Now to the bread and butter (or bacon and eggs if you prefer).  This is specifically how I changed my thinking before moving forward in training.

#1 - I stopped being fearful of pain.  For example...I did not "judge" or become angry when my body signaled pain, I simply thought, "this is valuable feedback from my body" and "if we work together we will figure this out together."  I thanked my body for the pain signal and believed that the communication would make me a better runner.  So often we run from our emotions, instincts, etc because there is discomfort involved in stopping and admitting that things aren't perfect.  That's totally okay, because for every human being on this earth, there are times and will be times that they experience pain, loneliness, anger, grief, anxiety, depression...it's the fear of these emotions that have the power to stop us.

This could be YOU!

#2 - I turned all my negative self-talk into constructive self-talk.  What made this easier was not placing expectations on the outcome or limitations on how much better I could get or if my body could heal or not.  So this is really like two things I did that I naturally molded into one concept.  Think about it this way, if you are going to place expectations and limitations on yourself, you might as well do something in your favor and say, "it may take time but I am going to recover and be 110% what I was before" (or something like that).  I wanted to put all of my energy in healing, not in debating with myself.  This naturally lead to step #3.


Seriously, let that shit go.  Remember the poor donkey?

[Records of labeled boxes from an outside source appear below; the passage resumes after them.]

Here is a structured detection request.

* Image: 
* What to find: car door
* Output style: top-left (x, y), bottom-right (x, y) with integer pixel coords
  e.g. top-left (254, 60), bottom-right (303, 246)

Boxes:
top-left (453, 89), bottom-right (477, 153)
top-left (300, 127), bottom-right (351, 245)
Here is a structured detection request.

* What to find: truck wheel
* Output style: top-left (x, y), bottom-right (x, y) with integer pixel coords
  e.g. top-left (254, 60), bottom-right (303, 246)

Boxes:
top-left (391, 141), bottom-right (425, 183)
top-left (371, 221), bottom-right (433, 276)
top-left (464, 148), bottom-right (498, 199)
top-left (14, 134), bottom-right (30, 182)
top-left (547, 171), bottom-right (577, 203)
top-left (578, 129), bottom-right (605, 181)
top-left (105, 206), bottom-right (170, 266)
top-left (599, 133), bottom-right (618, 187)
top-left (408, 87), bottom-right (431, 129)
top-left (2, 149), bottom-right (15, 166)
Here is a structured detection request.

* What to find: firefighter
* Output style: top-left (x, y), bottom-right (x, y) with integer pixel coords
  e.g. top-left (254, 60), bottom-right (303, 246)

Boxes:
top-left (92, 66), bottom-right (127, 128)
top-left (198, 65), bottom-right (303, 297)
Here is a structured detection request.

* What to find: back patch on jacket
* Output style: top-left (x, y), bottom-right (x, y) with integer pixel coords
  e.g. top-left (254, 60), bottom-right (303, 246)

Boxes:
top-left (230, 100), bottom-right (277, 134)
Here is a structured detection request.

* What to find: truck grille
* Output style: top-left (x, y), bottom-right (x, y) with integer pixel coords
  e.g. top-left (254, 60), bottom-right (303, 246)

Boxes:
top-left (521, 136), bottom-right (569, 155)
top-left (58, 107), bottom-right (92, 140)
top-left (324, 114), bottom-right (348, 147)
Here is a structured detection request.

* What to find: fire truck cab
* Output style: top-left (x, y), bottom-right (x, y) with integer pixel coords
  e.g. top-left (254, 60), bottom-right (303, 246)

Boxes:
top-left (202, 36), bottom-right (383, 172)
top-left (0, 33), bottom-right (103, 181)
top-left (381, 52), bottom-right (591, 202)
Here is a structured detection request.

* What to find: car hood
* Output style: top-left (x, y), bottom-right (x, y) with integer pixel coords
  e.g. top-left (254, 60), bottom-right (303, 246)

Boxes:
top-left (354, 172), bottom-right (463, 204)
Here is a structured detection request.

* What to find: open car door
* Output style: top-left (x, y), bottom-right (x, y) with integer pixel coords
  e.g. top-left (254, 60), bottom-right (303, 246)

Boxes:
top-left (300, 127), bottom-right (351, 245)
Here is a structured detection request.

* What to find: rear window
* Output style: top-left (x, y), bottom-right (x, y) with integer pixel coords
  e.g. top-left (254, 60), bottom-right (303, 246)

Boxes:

#3 - You have to believe that your body can heal (or change, or your situation can change, or you can get smarter, or whatever).  You have to believe that the body can adapt in a positive way over time by doing the right things.  What's interesting is it's not a hocus-pocus belief system.  The human body can adapt and does adapt over time to what we do.  Controlling and dealing with stress has been shown to improve survival in cancer patients.   Brain science has shown neuroplasticity in adults.  So instead of focusing on my failures I wrote down a few truths that I would instead focus on each day.  Things like, the healing process, which I understand well as a therapist, is occurring and will eventually heal my problem IF I do the right things.  By listening to pain, I will learn the right things to do.  If I do everything I must do to heal, I will heal faster (eat right, sleep well, control stress, etc).  Despite months of therapy and professional opinions guys and gals...when I started to think like this I began getting better in a matter of weeks.

After three months I was running 6 miles barefoot at a time without pain.
By month five I ran an ultra-marathon (albeit slowly with walk breaks).
I won a Spartan Beast (12.5 miles) at month six.
Month seven I ran a much faster mountain marathon (Pikes Peak).
I competed in the Spartan World Championships near month ten and performed well (14.5 miles).

But please understand this important key.  No matter how things changed, as success came, I never strayed from the principles that got me there.  If I had pain at month seven I didn't panic.  I remembered my principles and I followed them.  My body responded with a "thank you" and I continued to move in the right direction.  My focus has never been performance, the focus remains on the fundamentals.  Performance will manifest in its own time based on your ability to mentally be where you need to be each day.  It's the proverbial "cart before the horse" scenario.  Don't be afraid of success but always remember what got you there.


This is exactly what happens to every individual that has an injury.
I used simple models like this to remind myself that if I listen to my body
it will guide me through this process appropriately.

I'd failed so many times before because I didn't know any better.  But when you know better, you do better.  Give yourself grace and don't make those three very big mental mistakes.  What else can you think to add to this list?